Not that it has been without merit. Germany were impressive in demolishing a poor Australian side. North Korea - suddenly everyone's favourite rogue state - served up a treat against Brazil in a fascinating clash of tactics. Spain and Switzerland did much the same this afternoon.

Why? Maybe the tactics have been too negative, teams too scared of losing the first game. Certainly a lot of players have looked nervous and the uniformity of tactics is bound to result in more stalemates than we would want to see.

There is, of course, a difference in playing to your strengths and being overly cautious. Thus North Korea and Switzerland can thrill us with their defensive game while Italy and England just look jittery and dull, mistaking caution for a reliable gameplan.

There's only so many variations on 4-5-1 with worried looking players you can endure before you ask yourself why you're wasting the summer watching extravagantly rewarded players pretending to be in the SPL.

Maybe throughout football there is now an imbalance between the fear of losing and the desire to win, it's just concentrated at the World Cup.

Over the course of the next two games we'll see which of the big teams can shake off the torpor and start to perform. That should liven things up.

The ball: Shut up about the ball. As Chris Waddle said on Radio 5 Live this evening it remains a football. Not square, not a rugby ball. Not a balloon. Most of these players have been training with it for the best part of a month or longer. Stop moaning. If it was as bad as they say surely it would favour attackers. The lack of goals suggests the ball is not the problem.

The hosts: Spaces in the stadiums are not pleasant to watch. Anecdotally it sounds like South Africa is getting behind the World Cup. But actually going to the games is too expensive for the majority. That's a problem that FIFA should have addressed. So far the predictions of anarchy and rampant crime seem wide of the mark. South Africa isn't letting anyone down.

The TV coverage: Awful. The BBC remains ahead - especially online - but winning with a team that includes the smug Gary Lineker, the lazy Alan Hansen and the irritating John Motson is a fairly hollow victory. It's probably not cheering anyone up when they realise how hugely well paid Adrian Chiles has been for committing career suicide in moving to ITV. Radio 5 Live remains a cut above.
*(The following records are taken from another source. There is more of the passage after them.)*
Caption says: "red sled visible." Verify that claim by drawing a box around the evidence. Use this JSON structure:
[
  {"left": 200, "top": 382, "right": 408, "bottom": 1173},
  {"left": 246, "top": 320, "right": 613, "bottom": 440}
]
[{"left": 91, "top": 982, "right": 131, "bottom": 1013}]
What's next?: Hopefully less moaning. Time for a lot of teams to get over the nerves, shed the negativity and do something. That should mean that the football improves. If it doesn't then we might see some surprising teams in the second round. Either way it's going to be more interesting than the first six days would suggest.

South Africa v Uruguay this evening is the perfect place to find the spark we need.